WPIX reports that the documents belonged to New York's Nassau County Police Department. Among the information gleaned from the shreds of paper were "social security numbers and banking information for police employees, some of whom are undercover officers." Mentions of Mitt Romney's motorcade -- probably a reference to Romney's appearance at Hofstra University for a presidential debate in October -- were also visible.
The would-be confetti was found by Ethan Finklestein, a college student and New York native, who described the discovery to WPIX:
"It landed on [a friend's] shoulder," Finkelstein told PIX11 News, "and it says 'SSN' and it's written like a social security number, and we're like, 'That's really bizarre.'
It made the Tufts University freshman concerned, so he and his friends picked up more of the confetti that had fallen around them.
"There are phone numbers, addresses, more social security numbers, license plate numbers and then we find all these incident reports from police."
One confetti strip indicates that it's from an arrest record, and other strips offer more detail. "This is really shocking," Finkelstein said. "It says, 'At 4:30 A.M. a pipe bomb was thrown at a house in the Kings Grant' area."
The documents were shredded horizontally, rather than vertically -- "one of the least secure methods," Newsday points out -- which allowed entire lines of text to be easily read.
Macy's has denied that it was the source of the confetti, stating in an interview with WPIX that its official confetti materials are punched-out pieces, rather than shreds, of colorful paper.

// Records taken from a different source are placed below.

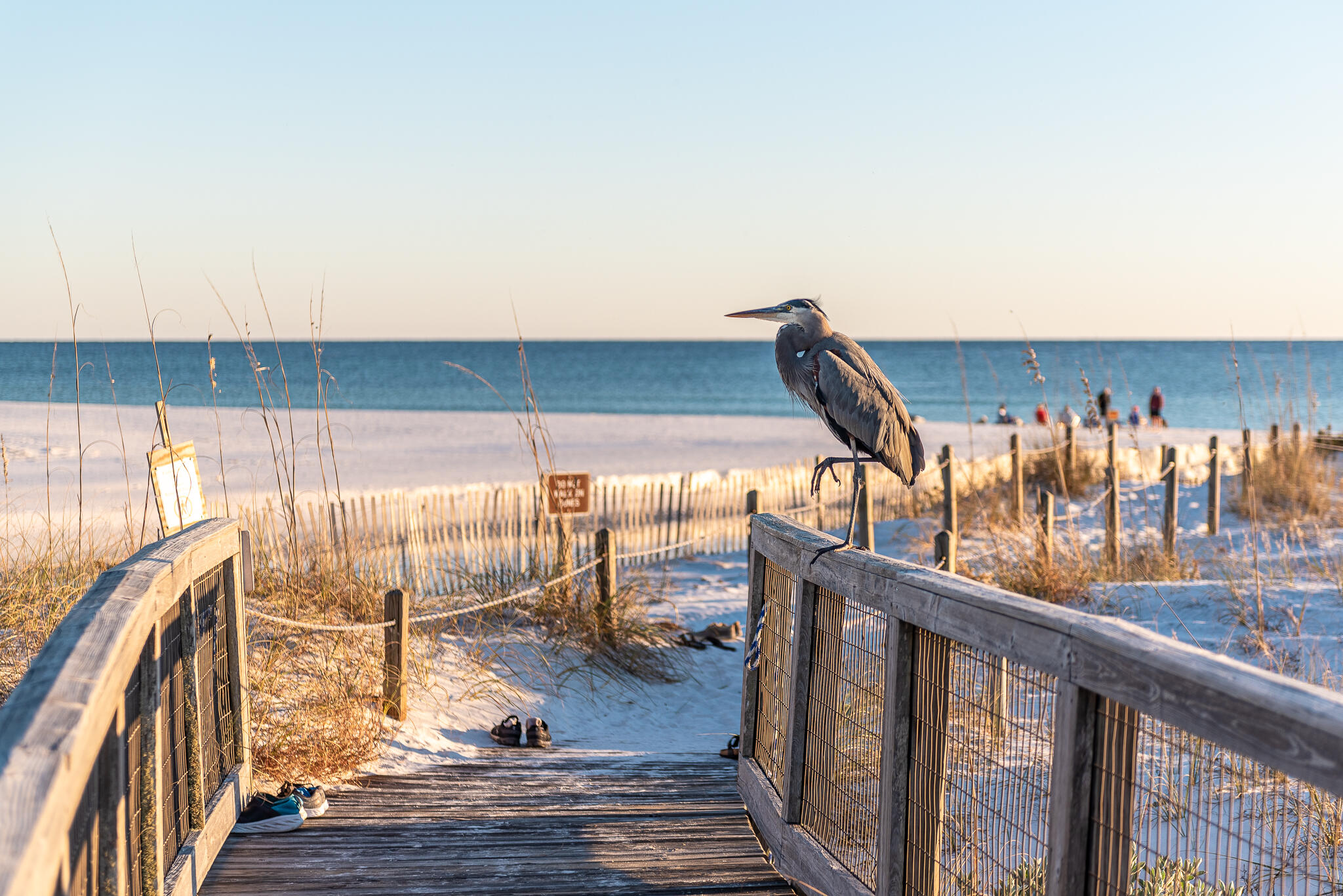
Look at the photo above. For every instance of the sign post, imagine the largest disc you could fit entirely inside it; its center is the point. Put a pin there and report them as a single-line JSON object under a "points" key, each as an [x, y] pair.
{"points": [[566, 495]]}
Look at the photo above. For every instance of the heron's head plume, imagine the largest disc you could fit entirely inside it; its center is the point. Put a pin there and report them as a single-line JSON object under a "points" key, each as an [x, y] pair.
{"points": [[803, 312]]}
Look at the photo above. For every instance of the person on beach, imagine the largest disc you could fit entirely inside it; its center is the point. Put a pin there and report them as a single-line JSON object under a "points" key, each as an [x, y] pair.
{"points": [[1155, 404]]}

Gawker, meanwhile, speculates that the shredded documents "could've come out of any of the countless number of office windows along the 6th Avenue parade route."
A representative for Nassau County Police told WPIX that the Department was "very concerned about this situation. We will be conducting an investigation into this matter as well as reviewing our procedures for the disposing of sensitive documents."As Newsday notes, the Department "did not address who shreds sensitive police documents, who carts them away, or the progress, if any, of the investigation so far."